Module multi_vector 

Source
Expand description

Multi-Vector Documents with Stable Aggregation Semantics (Task 5)

This module enables documents to have multiple vectors (e.g., for chunks/paragraphs) with deterministic aggregation during search.

§Design

Document (doc_id=123)
├── Chunk 0 → Vector 0 (internal_id=1000)
├── Chunk 1 → Vector 1 (internal_id=1001)
├── Chunk 2 → Vector 2 (internal_id=1002)
└── Chunk 3 → Vector 3 (internal_id=1003)
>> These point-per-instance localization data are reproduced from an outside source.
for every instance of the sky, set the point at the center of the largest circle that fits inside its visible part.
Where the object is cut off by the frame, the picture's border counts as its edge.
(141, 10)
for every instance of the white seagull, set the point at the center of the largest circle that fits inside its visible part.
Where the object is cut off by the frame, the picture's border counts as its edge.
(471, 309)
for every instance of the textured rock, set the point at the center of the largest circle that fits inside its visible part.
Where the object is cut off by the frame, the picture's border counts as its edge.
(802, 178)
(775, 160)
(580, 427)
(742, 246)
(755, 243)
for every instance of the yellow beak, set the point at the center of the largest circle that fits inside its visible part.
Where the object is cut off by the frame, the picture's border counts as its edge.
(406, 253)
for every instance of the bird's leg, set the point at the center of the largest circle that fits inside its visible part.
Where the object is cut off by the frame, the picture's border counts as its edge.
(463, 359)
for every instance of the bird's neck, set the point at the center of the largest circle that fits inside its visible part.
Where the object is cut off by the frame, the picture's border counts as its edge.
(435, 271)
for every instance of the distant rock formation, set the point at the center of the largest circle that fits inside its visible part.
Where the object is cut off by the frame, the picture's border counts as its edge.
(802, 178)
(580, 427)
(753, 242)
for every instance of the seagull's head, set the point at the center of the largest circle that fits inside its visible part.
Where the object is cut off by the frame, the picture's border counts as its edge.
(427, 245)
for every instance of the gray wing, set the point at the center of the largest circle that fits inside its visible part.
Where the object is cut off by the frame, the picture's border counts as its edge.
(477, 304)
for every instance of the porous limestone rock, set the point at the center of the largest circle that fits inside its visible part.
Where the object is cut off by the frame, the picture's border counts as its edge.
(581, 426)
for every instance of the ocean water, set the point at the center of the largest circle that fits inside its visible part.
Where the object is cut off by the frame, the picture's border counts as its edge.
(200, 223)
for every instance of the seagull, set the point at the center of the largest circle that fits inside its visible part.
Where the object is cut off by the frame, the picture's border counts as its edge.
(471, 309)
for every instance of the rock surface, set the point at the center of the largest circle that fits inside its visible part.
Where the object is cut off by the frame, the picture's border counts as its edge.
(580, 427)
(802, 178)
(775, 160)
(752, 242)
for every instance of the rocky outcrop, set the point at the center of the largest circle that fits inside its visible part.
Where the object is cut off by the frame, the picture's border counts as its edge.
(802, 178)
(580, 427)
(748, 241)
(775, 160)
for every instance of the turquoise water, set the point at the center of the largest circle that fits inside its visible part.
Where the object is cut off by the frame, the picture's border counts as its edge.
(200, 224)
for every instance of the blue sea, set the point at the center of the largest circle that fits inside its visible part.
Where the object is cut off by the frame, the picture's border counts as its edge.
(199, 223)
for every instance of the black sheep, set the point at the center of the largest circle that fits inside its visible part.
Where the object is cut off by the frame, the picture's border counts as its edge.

Search: query → [1001, 1003, 1002] (internal IDs with scores)
       → Aggregate by doc_id → doc_123: max(score(1001), score(1003), score(1002))

§Aggregation Methods

  • Max: Use the best-matching chunk’s score (ColBERT-like late interaction)
  • Mean: Average all chunk scores (good for comprehensive coverage)
  • First: Use the first chunk’s score (for ordered content)

§API

// Insert multi-vector document
collection.insert_multi(
    doc_id="doc_123",
    vectors=[v1, v2, v3, v4],
    metadata={...},
)

// Search with aggregation
collection.search(
    query,
    aggregate="max",  // max|mean|first
)

Structs§

DocumentScore
Aggregate scores for a document
MultiVectorAggregator
Aggregates search results from vector level to document level
MultiVectorConfig
Configuration for multi-vector storage
MultiVectorDocument
Multi-vector document for insertion
MultiVectorMapping
Mapping from internal vector IDs to document IDs and chunk indices

Enums§

AggregationMethod
Aggregation method for multi-vector documents
MultiVectorError
Errors for multi-vector operations

Type Aliases§

ChunkIndex
Chunk/part index within a document
DocId
Document ID (user-provided, stable identifier)
InternalId
Internal vector ID (storage-assigned)